If you want additional plants, space them about 30 inches apart from one another. Water your horseradish about once a week if the weather is dry.
Why Grow Asparagus?
Asparagus squeezes a lot of nutrition into a slender package–it’s loaded with iron, B vitamins, calcium and vitamin C. Fresh asparagus is much more tender and flavorful than the asparagus you’d pay such a pretty penny for in the produce section of your grocery store.
Wet & Forget team member Melissa and her family absolutely love this lemony asparagus soup, which is not only yummy, but very healthy. Melissa makes large batches of the soup and freezes it in individual plastic bowls, so anyone who wants some soup only has to pop the frozen soup into a sauce pan and heat it up.
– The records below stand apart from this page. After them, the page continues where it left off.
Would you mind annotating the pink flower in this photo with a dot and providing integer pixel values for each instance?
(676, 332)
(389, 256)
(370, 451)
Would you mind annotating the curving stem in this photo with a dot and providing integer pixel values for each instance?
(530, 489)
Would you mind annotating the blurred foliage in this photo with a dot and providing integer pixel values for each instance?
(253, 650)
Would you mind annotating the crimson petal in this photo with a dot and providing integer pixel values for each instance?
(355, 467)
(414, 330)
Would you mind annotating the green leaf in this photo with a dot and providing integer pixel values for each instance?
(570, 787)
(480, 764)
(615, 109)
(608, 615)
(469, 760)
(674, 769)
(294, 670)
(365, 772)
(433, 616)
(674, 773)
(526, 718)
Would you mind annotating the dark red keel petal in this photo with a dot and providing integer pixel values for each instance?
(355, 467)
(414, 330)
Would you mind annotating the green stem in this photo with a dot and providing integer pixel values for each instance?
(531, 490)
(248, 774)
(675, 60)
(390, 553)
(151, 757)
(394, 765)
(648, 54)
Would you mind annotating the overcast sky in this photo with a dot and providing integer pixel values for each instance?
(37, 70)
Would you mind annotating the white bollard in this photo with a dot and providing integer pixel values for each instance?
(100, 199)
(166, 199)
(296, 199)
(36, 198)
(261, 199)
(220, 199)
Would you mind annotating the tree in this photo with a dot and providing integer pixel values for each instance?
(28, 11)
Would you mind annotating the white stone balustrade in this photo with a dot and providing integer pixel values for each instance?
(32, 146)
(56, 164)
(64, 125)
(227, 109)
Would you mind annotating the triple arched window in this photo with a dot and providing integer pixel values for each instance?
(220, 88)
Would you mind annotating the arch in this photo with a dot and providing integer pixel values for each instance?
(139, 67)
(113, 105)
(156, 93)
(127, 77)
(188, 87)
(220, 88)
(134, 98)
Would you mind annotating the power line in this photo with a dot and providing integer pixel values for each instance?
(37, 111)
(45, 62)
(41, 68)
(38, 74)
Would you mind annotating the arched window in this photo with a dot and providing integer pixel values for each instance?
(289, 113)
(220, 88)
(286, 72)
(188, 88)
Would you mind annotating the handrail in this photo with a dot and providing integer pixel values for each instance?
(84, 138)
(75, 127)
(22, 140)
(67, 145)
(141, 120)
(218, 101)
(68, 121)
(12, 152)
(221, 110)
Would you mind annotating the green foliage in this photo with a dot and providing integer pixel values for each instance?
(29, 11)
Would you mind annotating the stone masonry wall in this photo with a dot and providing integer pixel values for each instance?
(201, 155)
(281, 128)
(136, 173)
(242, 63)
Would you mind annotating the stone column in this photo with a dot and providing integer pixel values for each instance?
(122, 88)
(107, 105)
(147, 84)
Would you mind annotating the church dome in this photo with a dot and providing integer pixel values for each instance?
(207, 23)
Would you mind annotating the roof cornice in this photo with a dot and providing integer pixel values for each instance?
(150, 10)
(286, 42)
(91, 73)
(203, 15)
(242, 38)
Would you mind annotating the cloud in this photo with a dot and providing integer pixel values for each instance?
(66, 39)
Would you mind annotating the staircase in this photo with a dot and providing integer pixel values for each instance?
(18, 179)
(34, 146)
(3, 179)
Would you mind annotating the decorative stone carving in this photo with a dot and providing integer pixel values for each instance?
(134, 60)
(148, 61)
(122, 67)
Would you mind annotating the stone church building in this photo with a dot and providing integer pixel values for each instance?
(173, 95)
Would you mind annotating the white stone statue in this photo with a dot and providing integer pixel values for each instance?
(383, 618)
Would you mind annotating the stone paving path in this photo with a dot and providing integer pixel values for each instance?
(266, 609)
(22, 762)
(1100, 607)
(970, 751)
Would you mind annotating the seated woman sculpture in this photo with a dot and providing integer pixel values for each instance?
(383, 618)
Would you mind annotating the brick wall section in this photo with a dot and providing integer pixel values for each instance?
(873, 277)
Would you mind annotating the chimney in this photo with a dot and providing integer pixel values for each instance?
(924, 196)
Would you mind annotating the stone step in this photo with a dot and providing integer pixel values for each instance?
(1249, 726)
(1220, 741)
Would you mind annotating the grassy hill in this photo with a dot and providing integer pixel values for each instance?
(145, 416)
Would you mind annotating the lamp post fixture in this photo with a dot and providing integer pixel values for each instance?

Asparagus is also one of the first fresh veggies ready for harvesting each year, and a big reason many home gardeners look forward to spring. And, if you plant it well, asparagus will continue to grow in the same spot for 20 years or more, with only one planting!
You can’t beat that for work vs. reward. Asparagus is hardy in cool climates, and will thrive in almost any part of the country except for hot, damp areas such as the gulf coast.
How to Grow Asparagus
Pick a nice, sunny spot for your asparagus bed, preferably with light, well-drained soil. Choose your spot well, since your asparagus will live there for many years.
Remove all weeds and their roots from a 4-foot-wide bed. Mix plenty of compost or aged manure in with the soil.
If you’re looking for the biggest harvest you can get, choose an “all-male” variety of asparagus. This will produce more edible plants.
Buy 1-year-old asparagus crowns from a nursery, and plant them immediately. Soak the crowns in “compost tea” for 20 minutes just before planting, to encourage growth.
Dig a 12-inch-wide, 6-inch-deep trench down the center of the bed you’ve prepared. Next, place the crowns in the trench about 2 inches apart from another.
Then, loosely cover them with 2 or 3 inches of soil. Wait 2 weeks, and add another inch or 2 of soil on top; do this until the soil over the asparagus is slightly higher than the soil in the rest of the bed. Cover the bed with mulch, and keep the bed well weeded.
Water regularly for the first 2 years, while the asparagus becomes well-established. Fertilize in the spring and fall. Leave the dead foliage in the bed during the winter to protect the roots from the cold.
Then, remove it in the spring just before new sprouts appear. You can save money by starting your asparagus from seed if you don’t mind some extra work and a longer wait before your first harvest.
Try one or all of these delicious gardening additions this year, and spice up your vegetable garden. Happy gardening!